I gave Sarah “big eyes” and politely changed the topic. I went for the the nuclear weapon of child topic changes, “When should we go back to Disney World?”
<pause>
Brooklyn was not satisfied. In protest, Brooklyn decided to say “thats what she said” after everything followed by “did that work?” hoping to discover its true meaning. This proved very annoying and sometimes very funny. I asked Brooklyn nicely who was the fine young boy/girl that was sharing such jokes at school so that I could thank his parents. I promised I wouldn’t do anything with the information. Brooklyn leaned in and said quietly whispered in my ear, “thats what she said”.
Nothing really prepares you for parenthood or to become a dad. There are 100’s of parenting books out there trying to educate fearful parents on the perils ahead. Some are aptly named —
- “Toddlers Are Aholes: It’s Not Your Fault”** by Bunmi Laditan
- “The Sh!t No One Tells You: A Guide to Surviving Your Baby’s First Year” by Dawn Dais
- “Calm the F*ck Down: The Only Parenting Technique You’ll Ever Need” by David Vienna
Once you get into it, parenting feels natural but awkward at the same time. Like going to Costco but forgetting to wear pants. Mother nature dials in enough parenting in our DNA and then the rest parents just need to figure out. I find it fascinating that the parenting formula feels different for every kid. Two kids with the same parents, raised in the same households can be entirely different people when they grow up. Two kids, raised in totally different socio economic households can be entirely different people when they grow up and not necessarily with the lives you might expect. There is a randomness to the variables involved in the equation. Thats probably why there are so many different parenting books with contradicting viewpoints.
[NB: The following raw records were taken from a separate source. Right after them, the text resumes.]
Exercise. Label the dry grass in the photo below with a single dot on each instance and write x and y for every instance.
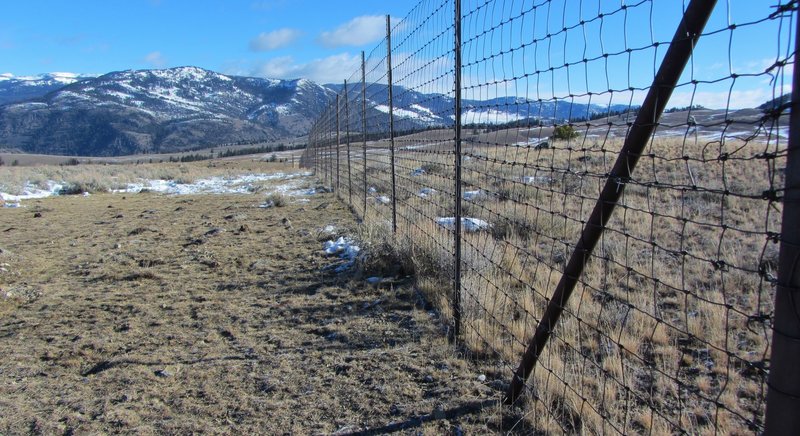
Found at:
(106, 177)
(154, 314)
(667, 330)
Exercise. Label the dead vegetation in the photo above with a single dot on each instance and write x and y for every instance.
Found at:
(151, 314)
(668, 329)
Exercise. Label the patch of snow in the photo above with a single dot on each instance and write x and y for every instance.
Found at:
(345, 248)
(30, 191)
(473, 195)
(488, 116)
(423, 109)
(217, 185)
(467, 223)
(537, 180)
(424, 192)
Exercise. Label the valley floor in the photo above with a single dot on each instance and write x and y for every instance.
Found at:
(154, 314)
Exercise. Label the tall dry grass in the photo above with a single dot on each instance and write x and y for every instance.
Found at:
(668, 328)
Sarah and I had a few pillars we always drove home with the kids –
- Find your passion — Find the things that creates a fire in your belly every morning.
- Work hard — Enjoy the grind. There are no life hacks around just getting the reps in.
- Have a growth mindset — Setbacks are growth.
- Trust the universe — The pieces come together when you look back but never looking forward.





Molly and Brooklyn have big milestones this year. Molly graduated from high school. She will be attending MIT in the Fall and playing on the MIT Women’s Soccer team. She hopes to study Chemical-Biological Engineering + Business. Brooklyn graduated from 8th grade and will be attending Park City High School. She will be focused on academics, basketball (as a point guard) and soccer (as a goalie). Same parents, same household, two very different kids. Molly is like her mom. Brooklyn is more like me. Both are absolutely the two most amazing two girls a parent could ask for.


I’m grateful for my two girls and having a partner like Sarah to share in the joys of parenthood.
Thank you for reading! And good luck on your parenting journey! That’s what she said.